Tiap saat kita mengelak juga? Mungkin sekali begitu.Dan jangan heran tiap saat telinga kita dijejali berita buron. Pagi kita mendengar buron lari.Siang diulangi bahwa buron yang lari tak mau pulang. Sore diulangi lagi bahwa buron yang sudah dijemput pun menolak pulang. Di sini buron tak bisa dipaksa.
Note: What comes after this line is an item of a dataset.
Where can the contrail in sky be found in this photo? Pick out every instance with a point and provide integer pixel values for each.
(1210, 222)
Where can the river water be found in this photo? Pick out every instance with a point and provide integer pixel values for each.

Sang pemburu tak boleh main tembak seperti raja cowboy di zaman Wild Wild West yang liar.
Ini dunia beradab. Segala hal diatur oleh hukum. “Beradab?” Kita hidup di dalam dunia “beradab”? Kita makin fasih bicara hukum, hukum, dan hukum. Sebentarsebentar hukum.Seolah kita ini betul-betul terhormat dan sungguh mulia karena mendasarkan hidup pada aturan hukum. ***
Menurut orang perempuan dari partai paling hebat dalam urusan duit akhir-akhir ini, yang dipindah dari KPU secara agak darurat,partainya tak bisa memaksa anggotanya yang lari untuk pulang.Tak ada hukum yang bisa membuat partai memaksa. Mantaaap! Baginya, hati nurani bukan hukum.Etika partai tak pantas dijadikan landasan bertindak karena bukan hukum. Hukum kepantasan dalam hidup?
Bukan hukum. Nama baik partai? Tidak penting. Itu lebih lemah dari hukum. Tanggung jawab sosial demi public trust bagi partai? Dan kenyataan bahwa partainya makin merosot ke titik jenuh di mana rakyat merasa muak? Ini pun tak cukup kuat untuk menggerakkan mereka membantu memfasilitasi penegak hukum menyeret buron tadi. Rasa malu? Tak perlu malu karena bukan hukum.
Nama baik tercoreng? Ini pun tak menjadi pertimbangan. Maka kita bertanya lagi: siapa yang membuat buron? Siapa yang menasihati agar seseorang menjadi buron? Perhitungan politik apa maka seseorang bukan menjadi, melainkan “dijadikan”buron? Akhirnya muara persoalan ada di situ.Akhirnya kecurigaan yang sehat karena sejak zaman Bank Century yang gelap,zaman Gayus yang gelap,dan zaman Nazaruddin yang juga gelap harus diungkapkan demi kejujuran.
Maaf, kejujuran memang bukan hukum.Tanggung jawab sosial sebagai warga negara terhadap negaranya juga bukan hukum. Tapi saya harus sehat secara politik dan kebudayaan. Dan saya menulis.Tapi apa makna hukum dalam kepala orang Demokrat itu jika di dalamnya tak ada kejujuran?
Dan apa makna hukum bagi seorang politikus jika di dalamnya tak terkandung rasa tanggung jawab? Apa yang membuat para buron lebih senang menjadi buron? Celeng,babi hutan, atau kerbau liar pun tak suka diburu. Mengapa orang memilih menjadi buron?